The MAC address is not transmited anywhere because is at level 2 of the OSI model. This means that your MAC address is only known in your LAN. There is no problem if you want to use the same MAC in two differents LANs but the standard say that it is not posible to have the same MAC in two devices because MAC addresses are unique.

clik help-me if I helped you.

Regards.

(sorry for my English)
 

MAC addresses are unique for standard LAN adapters since they are made by companies who have MAC addresses alocated to them by some global authority. I am using ethernet to link devices in local networks. I dont have a library of MACs so I use my own random MAC addresses. Most of the time, these deveices are not even connected to the internet. But I was worried that if they are connected, would that be a problem.
 

techie said:
MAC addresses are unique for standard LAN adapters since they are made by companies who have MAC addresses alocated to them by some global authority. I am using ethernet to link devices in local networks. I dont have a library of MACs so I use my own random MAC addresses. Most of the time, these deveices are not even connected to the internet. But I was worried that if they are connected, would that be a problem.

Only problem occur, if we have two deveces with identical MAC addreses in the same ethernet network segment (switched, bridged), and maybe to router different ports directly.
 

When you are connected to a LAN your MAC ID is visible to the local LAN members only.
This is because MAC ID belongs to the lower layers of communication (TCP/IP).
Usually all other computers connected to your router will be seeing routers MAC ID as the origin.

But depending on the type of internet connection you are using others in the internet can see either your IP Address or routers Address. If you are using some kind of NAT or PROXY they will be seeing router IP as source of communication.
Otherwise if you are communicating with your own dedicated IP Address then they will see your IP as the source. This is because IP exists in a layer spread across all connected users, But MAC layer is spread only among the LAN.

Anyway even if your MAC ID dupliation occures most of the new NICs can use user specified MAC ID. For example check RTL8139 based NIC. You can change your MAC ID from NIC properties in Windows (In LINUX too...).
 

techie said:
When I am behind a router, and send some TCP/IP packet to the internet, is my MAC address transmitted as source or the MAC address of the router is transmitted.

I use ethernet to connect devices on local network. I use my own MAC addresses which are unique inside the network but are re-used in other networks. Is this any cause of concern.

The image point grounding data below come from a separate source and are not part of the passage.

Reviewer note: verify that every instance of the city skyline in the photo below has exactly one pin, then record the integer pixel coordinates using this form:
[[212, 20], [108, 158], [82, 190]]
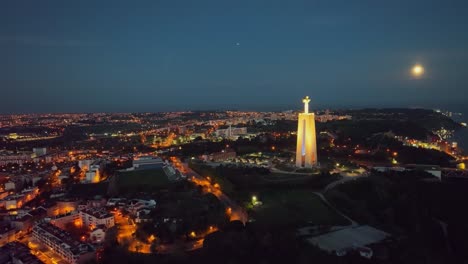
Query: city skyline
[[170, 56]]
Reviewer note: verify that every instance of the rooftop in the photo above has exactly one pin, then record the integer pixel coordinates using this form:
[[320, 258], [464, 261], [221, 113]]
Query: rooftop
[[99, 213], [63, 238]]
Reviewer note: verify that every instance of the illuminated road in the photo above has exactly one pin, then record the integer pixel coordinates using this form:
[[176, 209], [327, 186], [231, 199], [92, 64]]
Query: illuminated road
[[43, 253], [127, 228], [234, 211]]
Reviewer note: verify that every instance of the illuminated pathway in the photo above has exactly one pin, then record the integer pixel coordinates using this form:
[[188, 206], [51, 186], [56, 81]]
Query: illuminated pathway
[[234, 211]]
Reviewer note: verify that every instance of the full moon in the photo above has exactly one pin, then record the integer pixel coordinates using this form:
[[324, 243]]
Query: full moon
[[417, 70]]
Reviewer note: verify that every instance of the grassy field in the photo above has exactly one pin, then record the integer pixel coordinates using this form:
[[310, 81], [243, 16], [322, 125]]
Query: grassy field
[[291, 208], [153, 178]]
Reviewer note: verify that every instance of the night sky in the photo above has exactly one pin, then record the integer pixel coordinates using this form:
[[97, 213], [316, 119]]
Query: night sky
[[128, 56]]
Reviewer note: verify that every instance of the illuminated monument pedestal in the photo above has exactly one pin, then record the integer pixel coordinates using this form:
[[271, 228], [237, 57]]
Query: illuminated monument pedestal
[[306, 151]]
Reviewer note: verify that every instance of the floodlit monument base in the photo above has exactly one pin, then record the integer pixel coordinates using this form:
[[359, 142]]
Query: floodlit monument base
[[306, 151]]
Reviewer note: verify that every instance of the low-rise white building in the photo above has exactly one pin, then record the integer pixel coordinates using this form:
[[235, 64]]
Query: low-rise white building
[[97, 216]]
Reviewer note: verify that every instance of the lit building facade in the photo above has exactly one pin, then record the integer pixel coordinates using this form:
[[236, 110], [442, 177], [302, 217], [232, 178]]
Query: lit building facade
[[306, 150]]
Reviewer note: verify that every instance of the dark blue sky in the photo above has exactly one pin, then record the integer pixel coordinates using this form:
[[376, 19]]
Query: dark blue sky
[[82, 56]]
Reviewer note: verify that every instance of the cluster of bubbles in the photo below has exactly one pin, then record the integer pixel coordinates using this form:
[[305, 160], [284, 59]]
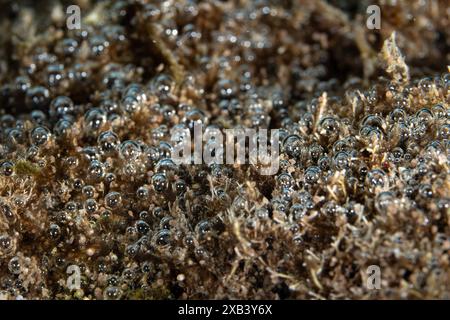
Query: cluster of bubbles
[[87, 177]]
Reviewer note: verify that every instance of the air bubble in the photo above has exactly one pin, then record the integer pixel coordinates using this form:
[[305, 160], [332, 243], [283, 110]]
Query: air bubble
[[113, 200], [129, 150]]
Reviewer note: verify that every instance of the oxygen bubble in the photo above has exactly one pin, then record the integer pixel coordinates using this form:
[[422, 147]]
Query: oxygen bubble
[[40, 136], [7, 168], [298, 211], [158, 212], [160, 182], [38, 98], [376, 178], [113, 199], [62, 127], [95, 170], [293, 146], [383, 201], [444, 131], [130, 104], [38, 117], [91, 206], [54, 231], [262, 213], [162, 238], [312, 174], [5, 243], [203, 228], [424, 115], [329, 127], [129, 150], [398, 115], [162, 84], [142, 227], [165, 223], [426, 191], [193, 117], [94, 119], [88, 191], [112, 293], [180, 186], [285, 180], [142, 193], [108, 142], [342, 160]]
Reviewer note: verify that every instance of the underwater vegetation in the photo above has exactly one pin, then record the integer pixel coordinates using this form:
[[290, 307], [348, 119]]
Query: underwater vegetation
[[87, 179]]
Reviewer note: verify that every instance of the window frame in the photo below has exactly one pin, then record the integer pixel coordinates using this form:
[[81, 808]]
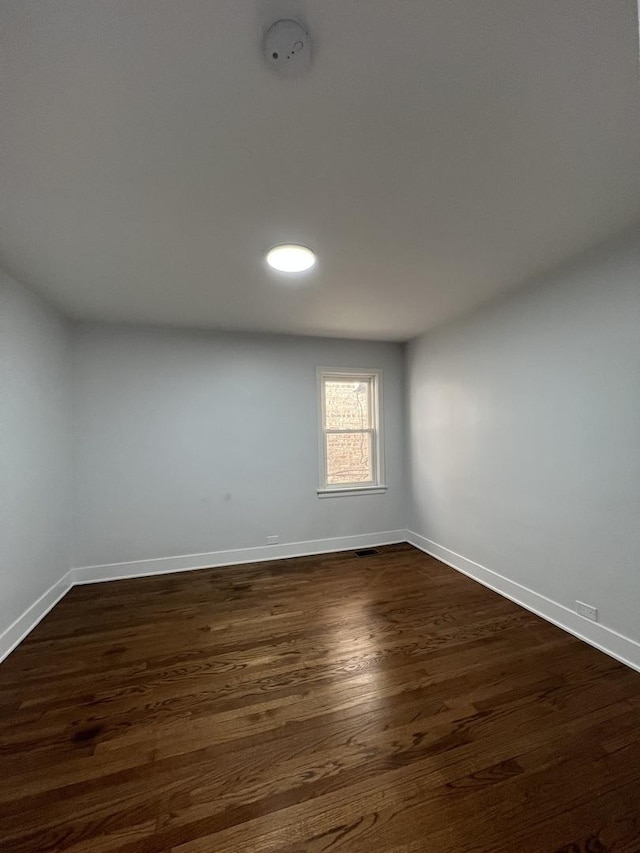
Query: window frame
[[377, 485]]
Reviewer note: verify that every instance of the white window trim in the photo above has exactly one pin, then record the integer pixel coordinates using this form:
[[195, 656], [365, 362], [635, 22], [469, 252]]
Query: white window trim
[[378, 487]]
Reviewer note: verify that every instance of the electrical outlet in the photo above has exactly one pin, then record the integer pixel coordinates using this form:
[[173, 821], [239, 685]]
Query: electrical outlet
[[587, 611]]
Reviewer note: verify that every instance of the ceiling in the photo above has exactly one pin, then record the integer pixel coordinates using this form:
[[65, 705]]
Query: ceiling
[[437, 153]]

Like there are private IP ranges of 192.168.x.x and 10.x.x.x, is there a range of private MAC addresses.

In Norml cases , Mac address is burned on the ROM of your NIC , and it's unique 6 bytes address , half of it identify the Manufacture itself (unique) , and the other half is given by The Manufacture (unique number) so the whole Mac for certain NIC can't be assigned to another NIC .
 

Abu Ammora said:
techie said:
When I am behind a router, and send some TCP/IP packet to the internet, is my MAC address transmitted as source or the MAC address of the router is transmitted.

I use ethernet to connect devices on local network. I use my own MAC addresses which are unique inside the network but are re-used in other networks. Is this any cause of concern.

Like there are private IP ranges of 192.168.x.x and 10.x.x.x, is there a range of private MAC addresses.

In Norml cases , Mac address is burned on the ROM of your NIC , and it's unique 6 bytes address , half of it identify the Manufacture itself (unique) , and the other half is given by The Manufacture (unique number) so the whole Mac for certain NIC can't be assigned to another NIC .

But it can. :) Just google for "macmakeup" and you'll see how easy it is.